How to un-submodule a Git submodule?

What are the best practices for un-submoduling a Git submodule, bringing all the code back into the core repository?


Solution 1:

If all you want is to put your submodule code into the main repository, you just need to remove the submodule and re-add the files into the main repo:

git rm --cached submodule_path # delete reference to submodule HEAD (no trailing slash)
git rm .gitmodules             # if you have more than one submodules,
                               # you need to edit this file instead of deleting!
rm -rf submodule_path/.git     # make sure you have backup!!
git add submodule_path         # will add files instead of commit reference
git commit -m "remove submodule"

If you also want to preserve the history of the submodule, you can do a small trick: “merge” the submodule into the main repository, so that the result will be the same as it was before, except that the submodule files are now in the main repository.

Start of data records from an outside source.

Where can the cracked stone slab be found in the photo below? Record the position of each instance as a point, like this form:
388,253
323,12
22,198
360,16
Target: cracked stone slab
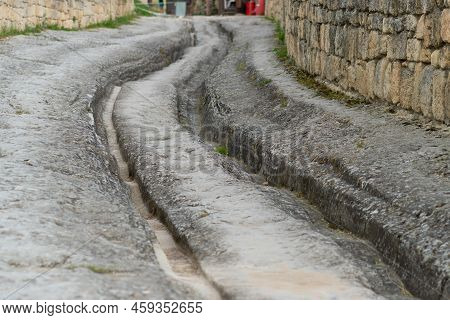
67,226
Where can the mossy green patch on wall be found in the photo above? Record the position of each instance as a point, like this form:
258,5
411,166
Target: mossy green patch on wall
388,50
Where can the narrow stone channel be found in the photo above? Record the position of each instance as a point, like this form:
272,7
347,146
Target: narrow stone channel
173,259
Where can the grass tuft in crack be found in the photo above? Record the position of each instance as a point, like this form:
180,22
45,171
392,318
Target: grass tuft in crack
223,150
303,77
141,9
99,269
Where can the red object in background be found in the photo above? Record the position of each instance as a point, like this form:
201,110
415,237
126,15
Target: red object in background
259,8
250,8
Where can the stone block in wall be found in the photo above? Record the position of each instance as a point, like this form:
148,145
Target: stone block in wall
387,49
439,83
447,98
432,30
410,22
406,86
370,76
425,90
395,83
445,57
397,45
413,49
373,46
445,25
380,72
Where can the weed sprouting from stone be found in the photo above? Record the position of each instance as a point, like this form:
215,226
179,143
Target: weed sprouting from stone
223,150
99,269
302,76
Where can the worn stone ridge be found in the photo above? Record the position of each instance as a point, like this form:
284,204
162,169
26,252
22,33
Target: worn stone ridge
66,219
368,171
251,241
63,13
394,50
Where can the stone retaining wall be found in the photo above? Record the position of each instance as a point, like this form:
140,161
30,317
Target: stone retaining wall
394,50
17,14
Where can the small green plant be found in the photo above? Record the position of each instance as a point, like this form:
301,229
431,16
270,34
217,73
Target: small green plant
141,9
284,102
113,23
9,32
223,150
360,144
20,112
302,76
263,82
241,66
99,269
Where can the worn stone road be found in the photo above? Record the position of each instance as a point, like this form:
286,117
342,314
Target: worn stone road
110,186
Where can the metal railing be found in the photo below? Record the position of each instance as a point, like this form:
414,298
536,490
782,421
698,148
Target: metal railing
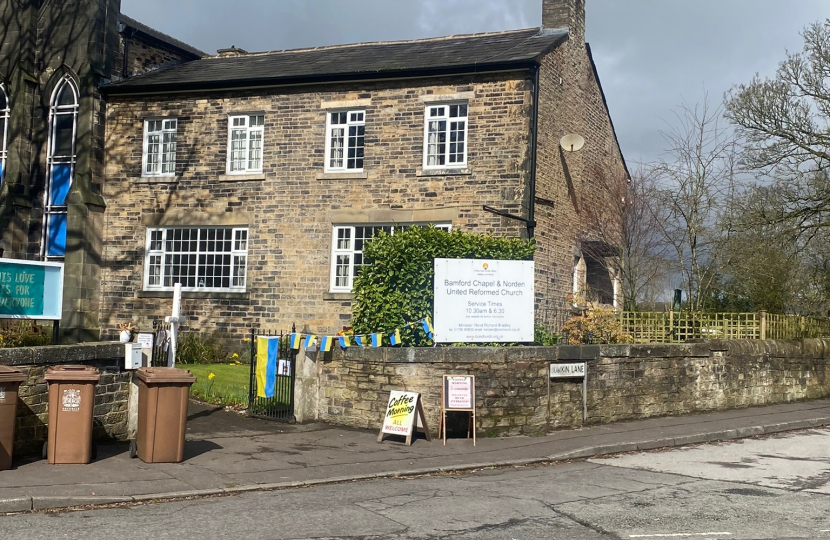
281,406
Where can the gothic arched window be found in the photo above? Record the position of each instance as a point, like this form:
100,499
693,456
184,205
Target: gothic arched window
5,106
63,127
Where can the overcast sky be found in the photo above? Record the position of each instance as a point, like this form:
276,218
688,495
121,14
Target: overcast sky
650,54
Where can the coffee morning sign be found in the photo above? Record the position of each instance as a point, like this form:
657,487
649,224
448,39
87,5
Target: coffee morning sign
483,301
30,290
404,416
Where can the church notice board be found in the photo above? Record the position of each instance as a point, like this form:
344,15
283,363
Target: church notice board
458,393
404,416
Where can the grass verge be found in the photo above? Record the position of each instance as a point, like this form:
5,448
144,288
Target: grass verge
229,385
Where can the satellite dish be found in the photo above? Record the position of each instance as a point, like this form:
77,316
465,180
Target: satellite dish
572,142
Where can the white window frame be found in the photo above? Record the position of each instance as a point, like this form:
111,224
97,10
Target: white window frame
161,154
156,253
429,110
250,132
50,209
350,251
354,118
4,118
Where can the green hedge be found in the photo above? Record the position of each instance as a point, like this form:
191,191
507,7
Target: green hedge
396,286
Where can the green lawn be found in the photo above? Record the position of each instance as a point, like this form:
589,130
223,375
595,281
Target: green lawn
228,387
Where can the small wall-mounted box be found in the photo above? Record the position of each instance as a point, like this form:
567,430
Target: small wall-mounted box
132,355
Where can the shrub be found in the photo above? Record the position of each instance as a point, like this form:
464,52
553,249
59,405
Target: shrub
598,325
196,348
543,336
23,334
396,286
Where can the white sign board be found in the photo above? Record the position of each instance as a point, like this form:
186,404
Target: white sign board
482,301
145,340
400,413
558,371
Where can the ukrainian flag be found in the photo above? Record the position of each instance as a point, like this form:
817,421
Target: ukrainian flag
266,365
428,330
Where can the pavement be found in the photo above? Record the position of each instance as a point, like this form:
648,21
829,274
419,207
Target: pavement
227,453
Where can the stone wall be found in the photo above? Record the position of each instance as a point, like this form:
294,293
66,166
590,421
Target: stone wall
112,394
625,382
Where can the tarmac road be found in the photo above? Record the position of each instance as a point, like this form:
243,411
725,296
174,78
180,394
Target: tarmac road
774,487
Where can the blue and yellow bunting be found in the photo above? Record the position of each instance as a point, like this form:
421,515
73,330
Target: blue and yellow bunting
375,340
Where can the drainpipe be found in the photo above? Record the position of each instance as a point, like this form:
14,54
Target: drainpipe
531,211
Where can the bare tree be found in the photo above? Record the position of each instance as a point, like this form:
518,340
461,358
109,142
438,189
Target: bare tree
785,122
696,180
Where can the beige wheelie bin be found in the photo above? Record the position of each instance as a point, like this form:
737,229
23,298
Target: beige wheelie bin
162,414
10,381
71,403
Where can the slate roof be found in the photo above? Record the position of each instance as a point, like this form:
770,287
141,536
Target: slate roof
453,54
159,36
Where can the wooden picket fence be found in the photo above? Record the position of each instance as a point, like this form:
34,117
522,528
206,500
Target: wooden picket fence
676,327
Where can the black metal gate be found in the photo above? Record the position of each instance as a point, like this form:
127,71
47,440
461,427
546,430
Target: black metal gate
161,344
281,406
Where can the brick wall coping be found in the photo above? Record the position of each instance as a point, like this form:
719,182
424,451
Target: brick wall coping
61,354
813,348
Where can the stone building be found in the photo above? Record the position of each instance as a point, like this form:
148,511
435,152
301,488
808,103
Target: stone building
256,179
54,57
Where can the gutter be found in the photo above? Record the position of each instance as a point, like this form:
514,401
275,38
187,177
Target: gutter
135,89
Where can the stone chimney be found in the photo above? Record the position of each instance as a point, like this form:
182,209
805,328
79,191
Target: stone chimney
568,14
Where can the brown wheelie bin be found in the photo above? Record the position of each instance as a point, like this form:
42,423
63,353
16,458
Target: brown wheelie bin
162,414
71,402
10,381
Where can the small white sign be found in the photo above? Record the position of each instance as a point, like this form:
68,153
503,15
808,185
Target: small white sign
481,301
558,371
145,340
400,413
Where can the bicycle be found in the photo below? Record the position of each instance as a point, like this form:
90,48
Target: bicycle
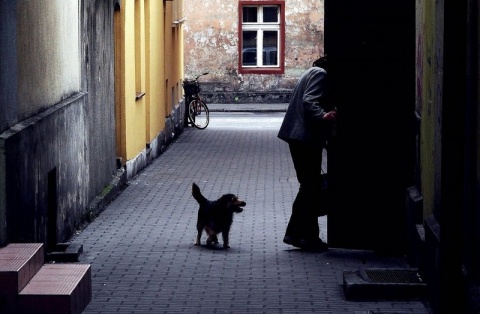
197,110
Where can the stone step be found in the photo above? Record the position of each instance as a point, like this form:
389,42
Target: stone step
19,262
57,288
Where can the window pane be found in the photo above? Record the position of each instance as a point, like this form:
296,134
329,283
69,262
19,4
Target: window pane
270,44
270,14
249,14
249,49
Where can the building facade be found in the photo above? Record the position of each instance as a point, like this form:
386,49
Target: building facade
90,93
149,71
254,50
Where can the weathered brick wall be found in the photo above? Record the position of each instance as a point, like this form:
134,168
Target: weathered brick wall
211,45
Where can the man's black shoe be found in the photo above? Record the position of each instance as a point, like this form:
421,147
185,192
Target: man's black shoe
315,245
292,241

In the main module you will need to do the following:

# Fetch the submodule commits into the main repository
git remote add submodule_origin git://url/to/submodule/origin
git fetch submodule_origin

# Start a fake merge (won't change any files, won't commit anything)
git merge -s ours --no-commit submodule_origin/master

# Do the same as in the first solution
git rm --cached submodule_path # delete reference to submodule HEAD
git rm .gitmodules             # if you have more than one submodules,
                               # you need to edit this file instead of deleting!
rm -rf submodule_path/.git     # make sure you have backup!!
git add submodule_path         # will add files instead of commit reference

# Commit and cleanup
git commit -m "removed submodule"
git remote rm submodule_origin

The resulting repository will look a bit weird: there will be more than one initial commit. But it won’t cause any problems for Git.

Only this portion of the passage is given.